REVIEWED BY LYN NOFZIGER
Every fourth year in these United States, two things having to do with the presidency occur. First, we elect or reelect a president. Second, we are flooded with books about would-be presidents, most of which are puff pieces written to make those who seek the office look better than they really are.
Some of these books, however, are published primarily to take advantage of the fact that, in election years, Americans pay more attention to politics and the men and women who dominate the political scene.
This year is no exception. And one family that is going to have a lot written about it, both good and bad, both pro- and anti-, is the family that includes the current president George Walker Bush. The rise of the Bush family and their development into a political dynasty has been chronicled pretty thoroughly in a new book by Peter and Rochelle Schweizer, appropriately titled “The Bushes: Portrait of a Dynasty.”
Peter Schweizer, a fellow at the Hoover Institution, is also the author of “Reagan’s War,” which credits Ronald Reagan with winning the Cold War. Given the author’s background one might expect “The Bushes” to be one of those books that presidential candidates often pay someone to write, and someone else to publish, for the sole purpose of making them look good.
Not so in this case.
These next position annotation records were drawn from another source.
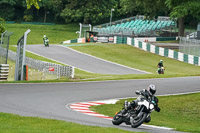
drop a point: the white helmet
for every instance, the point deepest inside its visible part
(152, 89)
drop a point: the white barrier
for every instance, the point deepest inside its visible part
(171, 53)
(161, 51)
(190, 59)
(129, 41)
(152, 49)
(144, 46)
(180, 56)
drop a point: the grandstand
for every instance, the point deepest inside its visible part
(136, 26)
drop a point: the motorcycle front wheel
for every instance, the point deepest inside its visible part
(136, 123)
(117, 119)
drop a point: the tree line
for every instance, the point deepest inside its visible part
(98, 11)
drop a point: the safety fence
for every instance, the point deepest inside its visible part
(144, 44)
(189, 46)
(4, 45)
(41, 70)
(79, 40)
(191, 59)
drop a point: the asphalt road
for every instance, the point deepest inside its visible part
(50, 100)
(82, 61)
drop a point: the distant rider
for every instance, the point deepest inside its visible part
(160, 65)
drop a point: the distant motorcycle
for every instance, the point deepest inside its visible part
(161, 70)
(135, 116)
(46, 41)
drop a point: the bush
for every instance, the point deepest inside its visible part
(28, 18)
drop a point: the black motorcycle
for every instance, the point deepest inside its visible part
(138, 114)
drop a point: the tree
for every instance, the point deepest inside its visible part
(181, 9)
(89, 11)
(150, 8)
(32, 2)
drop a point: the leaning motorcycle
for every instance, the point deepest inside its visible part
(135, 116)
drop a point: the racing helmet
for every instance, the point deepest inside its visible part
(152, 89)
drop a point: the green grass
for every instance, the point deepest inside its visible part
(10, 123)
(179, 112)
(55, 33)
(139, 59)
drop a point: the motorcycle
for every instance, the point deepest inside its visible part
(161, 70)
(135, 116)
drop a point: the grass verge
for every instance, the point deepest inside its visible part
(10, 123)
(179, 112)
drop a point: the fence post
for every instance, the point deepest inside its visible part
(72, 72)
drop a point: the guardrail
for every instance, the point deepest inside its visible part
(4, 70)
(46, 67)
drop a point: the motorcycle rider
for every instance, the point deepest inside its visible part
(46, 41)
(160, 64)
(148, 93)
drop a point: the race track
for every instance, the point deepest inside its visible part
(48, 100)
(82, 61)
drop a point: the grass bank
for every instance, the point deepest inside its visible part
(10, 123)
(179, 112)
(55, 33)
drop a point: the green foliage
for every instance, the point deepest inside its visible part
(149, 8)
(2, 27)
(183, 8)
(32, 2)
(28, 18)
(87, 11)
(178, 112)
(7, 9)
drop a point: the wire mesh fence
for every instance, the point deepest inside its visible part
(189, 46)
(41, 70)
(4, 45)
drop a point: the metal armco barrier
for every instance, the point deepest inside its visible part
(59, 70)
(4, 70)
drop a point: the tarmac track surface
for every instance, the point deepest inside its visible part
(82, 61)
(49, 100)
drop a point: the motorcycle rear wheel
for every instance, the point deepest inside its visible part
(139, 121)
(117, 120)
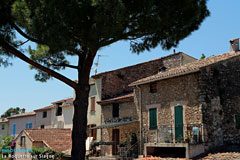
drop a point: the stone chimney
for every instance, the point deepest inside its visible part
(13, 113)
(234, 45)
(23, 110)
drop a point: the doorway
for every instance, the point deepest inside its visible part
(178, 112)
(115, 139)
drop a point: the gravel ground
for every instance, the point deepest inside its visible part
(215, 156)
(223, 156)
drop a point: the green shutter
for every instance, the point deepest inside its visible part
(153, 118)
(178, 123)
(237, 119)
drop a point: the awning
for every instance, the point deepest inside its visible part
(112, 125)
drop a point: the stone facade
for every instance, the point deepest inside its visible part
(220, 97)
(3, 127)
(127, 109)
(170, 93)
(210, 100)
(122, 78)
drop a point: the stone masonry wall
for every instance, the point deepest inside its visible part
(124, 76)
(126, 109)
(183, 91)
(220, 96)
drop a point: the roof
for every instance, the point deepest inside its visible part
(63, 100)
(44, 108)
(112, 125)
(22, 115)
(170, 55)
(55, 138)
(3, 120)
(117, 98)
(186, 69)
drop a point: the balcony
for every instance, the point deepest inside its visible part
(187, 133)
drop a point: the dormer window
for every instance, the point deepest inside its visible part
(59, 110)
(153, 87)
(44, 114)
(162, 69)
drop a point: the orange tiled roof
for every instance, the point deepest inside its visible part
(22, 115)
(56, 138)
(44, 108)
(186, 69)
(63, 100)
(117, 98)
(170, 55)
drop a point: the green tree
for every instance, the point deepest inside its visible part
(80, 28)
(6, 143)
(203, 56)
(10, 110)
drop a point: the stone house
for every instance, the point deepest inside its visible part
(62, 113)
(43, 117)
(19, 122)
(3, 127)
(57, 139)
(190, 109)
(119, 114)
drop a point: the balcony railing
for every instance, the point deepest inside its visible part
(187, 133)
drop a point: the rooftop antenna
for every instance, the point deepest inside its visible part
(97, 63)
In fact, “The Bushes” is only incidentally a political book. True, it gives the most space to the Bushes who have held or now hold high political office. But it also talks about the history of the clan, who its members are, and how the family reached its present prominence.
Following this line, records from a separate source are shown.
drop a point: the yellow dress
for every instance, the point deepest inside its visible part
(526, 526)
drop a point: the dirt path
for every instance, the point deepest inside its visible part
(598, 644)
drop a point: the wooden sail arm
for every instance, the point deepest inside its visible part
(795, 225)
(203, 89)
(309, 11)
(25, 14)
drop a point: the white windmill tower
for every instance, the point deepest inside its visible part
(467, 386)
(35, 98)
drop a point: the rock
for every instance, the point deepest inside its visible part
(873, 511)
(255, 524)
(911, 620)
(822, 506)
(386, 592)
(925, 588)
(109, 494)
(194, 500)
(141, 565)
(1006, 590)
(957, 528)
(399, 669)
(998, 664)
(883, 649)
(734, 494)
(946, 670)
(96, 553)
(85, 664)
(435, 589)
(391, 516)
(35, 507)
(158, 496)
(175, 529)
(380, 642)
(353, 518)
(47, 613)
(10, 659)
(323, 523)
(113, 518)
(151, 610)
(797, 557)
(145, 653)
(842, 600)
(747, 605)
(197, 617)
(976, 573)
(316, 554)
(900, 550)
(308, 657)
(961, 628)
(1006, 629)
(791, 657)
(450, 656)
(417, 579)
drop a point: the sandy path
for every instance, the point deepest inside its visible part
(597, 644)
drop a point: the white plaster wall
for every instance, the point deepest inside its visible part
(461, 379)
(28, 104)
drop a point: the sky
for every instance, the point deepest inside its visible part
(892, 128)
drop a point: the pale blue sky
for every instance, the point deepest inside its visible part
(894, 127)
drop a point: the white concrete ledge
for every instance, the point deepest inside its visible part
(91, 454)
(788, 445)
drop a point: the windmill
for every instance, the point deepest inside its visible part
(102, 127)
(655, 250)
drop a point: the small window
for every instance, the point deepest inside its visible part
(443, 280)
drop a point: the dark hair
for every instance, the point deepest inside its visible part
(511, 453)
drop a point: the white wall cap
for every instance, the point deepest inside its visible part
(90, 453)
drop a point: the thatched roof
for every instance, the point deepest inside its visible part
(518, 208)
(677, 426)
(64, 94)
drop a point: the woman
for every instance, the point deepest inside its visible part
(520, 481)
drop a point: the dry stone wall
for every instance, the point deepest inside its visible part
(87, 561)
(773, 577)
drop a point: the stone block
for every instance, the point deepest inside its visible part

The average American when thinking of the Bush clan, if he does at all, probably doesn’t get beyond the current president or, perhaps, his father, the past president once removed. While most voters may be vaguely aware that President Bush is the son of a former president and has daughters and siblings (including brother Jeb Bush, the governor of Florida), what they may not know, or give much thought to, is that there is a whole slew of Bushes and Bush relatives scattered throughout the country.
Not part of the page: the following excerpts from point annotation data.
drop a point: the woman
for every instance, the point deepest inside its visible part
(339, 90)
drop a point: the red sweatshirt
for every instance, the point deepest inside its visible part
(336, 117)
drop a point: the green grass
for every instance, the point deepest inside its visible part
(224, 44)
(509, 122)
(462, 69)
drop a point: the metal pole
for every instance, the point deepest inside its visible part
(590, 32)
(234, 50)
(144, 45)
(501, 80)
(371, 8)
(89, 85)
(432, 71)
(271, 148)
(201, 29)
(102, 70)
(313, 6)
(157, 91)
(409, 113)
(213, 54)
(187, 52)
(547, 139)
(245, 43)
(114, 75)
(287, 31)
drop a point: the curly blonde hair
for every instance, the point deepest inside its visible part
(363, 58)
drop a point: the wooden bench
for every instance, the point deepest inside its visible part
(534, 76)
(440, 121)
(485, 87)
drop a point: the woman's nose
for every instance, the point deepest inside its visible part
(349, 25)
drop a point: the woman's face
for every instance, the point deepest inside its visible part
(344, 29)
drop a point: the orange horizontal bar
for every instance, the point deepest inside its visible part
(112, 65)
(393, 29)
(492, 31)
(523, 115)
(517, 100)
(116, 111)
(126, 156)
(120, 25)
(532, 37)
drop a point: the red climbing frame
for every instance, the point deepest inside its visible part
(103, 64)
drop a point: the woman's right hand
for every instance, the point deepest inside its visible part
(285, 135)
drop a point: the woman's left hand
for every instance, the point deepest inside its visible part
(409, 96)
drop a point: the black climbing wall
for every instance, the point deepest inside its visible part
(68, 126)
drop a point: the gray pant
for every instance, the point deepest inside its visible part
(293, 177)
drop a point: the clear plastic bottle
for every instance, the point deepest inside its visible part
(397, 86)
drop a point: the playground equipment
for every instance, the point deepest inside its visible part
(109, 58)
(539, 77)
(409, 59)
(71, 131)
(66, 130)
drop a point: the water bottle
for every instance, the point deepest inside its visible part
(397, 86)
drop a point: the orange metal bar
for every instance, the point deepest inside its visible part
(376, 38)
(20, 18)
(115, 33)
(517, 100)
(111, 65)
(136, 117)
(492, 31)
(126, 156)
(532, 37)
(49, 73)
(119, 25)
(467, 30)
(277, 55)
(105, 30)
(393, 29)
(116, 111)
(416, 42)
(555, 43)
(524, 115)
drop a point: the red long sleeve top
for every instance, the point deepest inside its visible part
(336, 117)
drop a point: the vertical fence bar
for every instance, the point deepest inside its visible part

In fact, though the Bushes seem not to like the term, they are undoubtedly the nation’s number-one political dynasty.
The Democrat Kennedys come close, but it is the Republican Bushes (and the Bushes think of themselves as the un-Kennedys) who have provided the nation with two presidents, a two-term vice president, a major state governor, a U.S. senator and a two-term congressman. Only the Adams family, in the nation’s early days, matched the Bushes’ father-and-son presidencies.
The best the Kennedys have managed is one president, three senators, two or three congressmen, one lieutenant governor, a couple of state legislators and one in-law recently elected governor of California as — ouch — a Republican.
In high-level appointive jobs the Kennedys also have to take a back seat to the Bushes, with their single attorney general and an in-law who headed up the Peace Corps. On the Bush side, George H.W. Bush, the 41st president (George W. is the 43rd) has to be among the all-time leaders of those holding high appointive positions. He has been head of the CIA, ambassador to China, ambassador to the United Nations, and chairman of the Republican National Committee.